Heritability: a counterfactual perspective
主讲人: Hongyuan Cao (Florida State University)
活动时间: 从 2026-04-13 13:30 到 14:30
场地: Room 77201, Jingchunyuan 78, BICMR
Heritability is a central concept in the long-standing debate about nature versus nurture in biological and social sciences. However, existing notions of heritability are based on strong assumptions and do not use explicit causal models. We propose a new, counterfactual definition of heritability by adopting the potential outcomes model in causal inference. Our counterfactual heritability measures the importance of genetic inheritance by the average magnitude of squared difference between an individual and their hypothetical ``non-identical twin'' that is exposed to the same environment. We provide bounds on the counterfactual heritability that can, in principle, be computed from observational data. We then compare counterfactual heritability and its associated bounds with common notions of heritability in population-based studies, twin and sibling studies, and plant breeding experiments. Our results and comparisons highlight the importance of clarifying the causal structural assumptions and counterfactual comparisons in reasoning about heritability.

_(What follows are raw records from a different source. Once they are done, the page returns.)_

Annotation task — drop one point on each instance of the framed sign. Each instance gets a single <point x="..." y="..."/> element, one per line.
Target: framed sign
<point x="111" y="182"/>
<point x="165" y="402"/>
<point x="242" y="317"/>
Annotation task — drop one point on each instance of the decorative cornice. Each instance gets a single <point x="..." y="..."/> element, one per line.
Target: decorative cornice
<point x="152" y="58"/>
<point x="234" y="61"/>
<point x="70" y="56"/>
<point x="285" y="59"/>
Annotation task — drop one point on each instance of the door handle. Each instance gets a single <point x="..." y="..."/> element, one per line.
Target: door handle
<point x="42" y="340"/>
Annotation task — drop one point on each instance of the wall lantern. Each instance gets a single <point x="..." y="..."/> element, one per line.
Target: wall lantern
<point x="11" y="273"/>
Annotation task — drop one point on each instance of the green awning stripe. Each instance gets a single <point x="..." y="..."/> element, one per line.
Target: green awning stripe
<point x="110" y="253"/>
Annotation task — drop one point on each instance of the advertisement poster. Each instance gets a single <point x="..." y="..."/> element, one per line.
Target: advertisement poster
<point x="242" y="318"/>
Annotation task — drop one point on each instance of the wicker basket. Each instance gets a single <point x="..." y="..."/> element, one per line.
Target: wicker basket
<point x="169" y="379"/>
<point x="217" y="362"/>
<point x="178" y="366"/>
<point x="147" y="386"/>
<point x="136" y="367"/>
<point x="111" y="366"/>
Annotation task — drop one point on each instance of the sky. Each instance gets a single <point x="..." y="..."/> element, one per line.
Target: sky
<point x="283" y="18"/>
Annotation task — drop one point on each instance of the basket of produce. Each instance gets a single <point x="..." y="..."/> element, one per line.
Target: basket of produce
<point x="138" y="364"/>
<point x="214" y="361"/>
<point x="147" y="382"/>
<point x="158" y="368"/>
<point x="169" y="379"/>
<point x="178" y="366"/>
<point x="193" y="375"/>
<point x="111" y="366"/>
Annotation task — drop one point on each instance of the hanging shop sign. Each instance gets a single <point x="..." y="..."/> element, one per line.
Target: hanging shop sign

Brief bio: Hongyuan Cao is a professor of statistics at Florida State University. She got her Ph.D. from UNC-Chapel Hill. Her research develops rigorous and scalable statistical methods for high dimensional biomedical data, with applications in genomics, clinical studies, and public health. She focuses on multiple testing, replicability, and complex survival and longitudinal data to ensure reliable and reproducible scientific discovery. More recently, she integrates statistical inference with clinical AI to build trustworthy, interpretable, and causally grounded models for precision health and health care decision-making. She is an elected fellow of ASA.